Graphics Pipeline
Overview
The graphics pipeline transforms 3D scene data into a 2D image on screen. Modern GPUs implement this as a series of programmable and fixed-function stages operating on streams of vertices and fragments.
Pipeline Stages

High-Level Architecture
Application --> Geometry Processing --> Rasterization --> Pixel Processing --> Framebuffer
Application Stage (CPU)
- Scene graph traversal and visibility determination
- Input handling, physics, AI updates
- Issues draw calls to the GPU via graphics API
- Feeds vertex data, textures, and shader programs to the pipeline
Geometry Processing (GPU)
- Vertex Shader - Per-vertex transformations, skinning, displacement
- Tessellation (optional) - Subdivides patches into finer geometry
- Geometry Shader (optional) - Operates on whole primitives, can emit new geometry
- Clipping - Removes geometry outside the view frustum
- Screen Mapping - Maps NDC to window coordinates
Rasterization (Fixed-Function)
- Determines which pixels (fragments) a primitive covers
- Interpolates vertex attributes across the primitive using barycentric coordinates
- Generates fragment data for the next stage
Pixel Processing (GPU)
- Fragment Shader - Computes per-pixel color, applies textures and lighting
- Depth/Stencil Test - Discards occluded or masked fragments
- Blending - Combines fragment color with framebuffer (for transparency)
- Output - Writes final color to framebuffer/render target
Coordinate Systems and Transformations
Transformation Chain
Model Space --> World Space --> View Space --> Clip Space --> NDC --> Screen Space
(M_model) (M_view) (M_proj) (persp div) (viewport)
Each transformation is represented by a 4x4 matrix applied to homogeneous coordinates.
Model (Object) Space
Local coordinate system of each mesh. The model matrix M transforms from object space to world space:
M_model = T * R * S
Where T = translation, R = rotation, S = scale. Order matters (right-to-left application).
World Space
Common coordinate system for all objects. Positions lights and cameras in the scene.
View (Camera/Eye) Space
Camera is at the origin, looking along -Z (OpenGL convention) or +Z (DirectX).

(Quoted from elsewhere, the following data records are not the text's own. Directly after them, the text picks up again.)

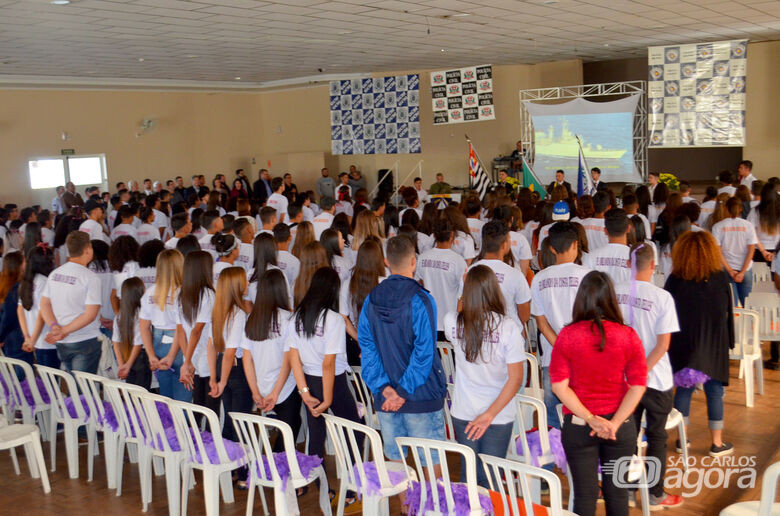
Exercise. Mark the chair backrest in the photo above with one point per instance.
(427, 447)
(504, 477)
(91, 387)
(118, 394)
(447, 354)
(746, 342)
(769, 489)
(363, 396)
(526, 407)
(767, 304)
(186, 421)
(11, 389)
(253, 433)
(51, 380)
(348, 454)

The view matrix is the inverse of the camera's world transform:
M_view = [R|t]^(-1) = [R^T | -R^T * t]
Using lookAt(eye, center, up):
f = normalize(center - eye) // forward
r = normalize(f x up) // right
u = r x f // recalculated up
| r_x r_y r_z -r.eye |
M_view =| u_x u_y u_z -u.eye |
|-f_x -f_y -f_z f.eye |
| 0 0 0 1 |
Clip Space and Projection
Projection transforms the view frustum into a canonical clip volume.
Homogeneous Coordinates
A 3D point (x, y, z) is represented as (x, y, z, w) where w != 0. The Cartesian point is recovered by dividing: (x/w, y/w, z/w).
Key properties:
- Points at infinity: w = 0 (represents directions/vectors)
- Enables translation via matrix multiplication
- Perspective division (dividing by w) produces foreshortening
| x' | | m00 m01 m02 m03 | | x |
| y' | = | m10 m11 m12 m13 | | y |
| z' | | m20 m21 m22 m23 | | z |
| w' | | m30 m31 m32 m33 | | 1 |
Projection Matrices
Perspective Projection
Maps a frustum to the clip cube. After perspective division by w, produces NDC in [-1,1]^3 (OpenGL) or [-1,1]^2 x [0,1] (DirectX).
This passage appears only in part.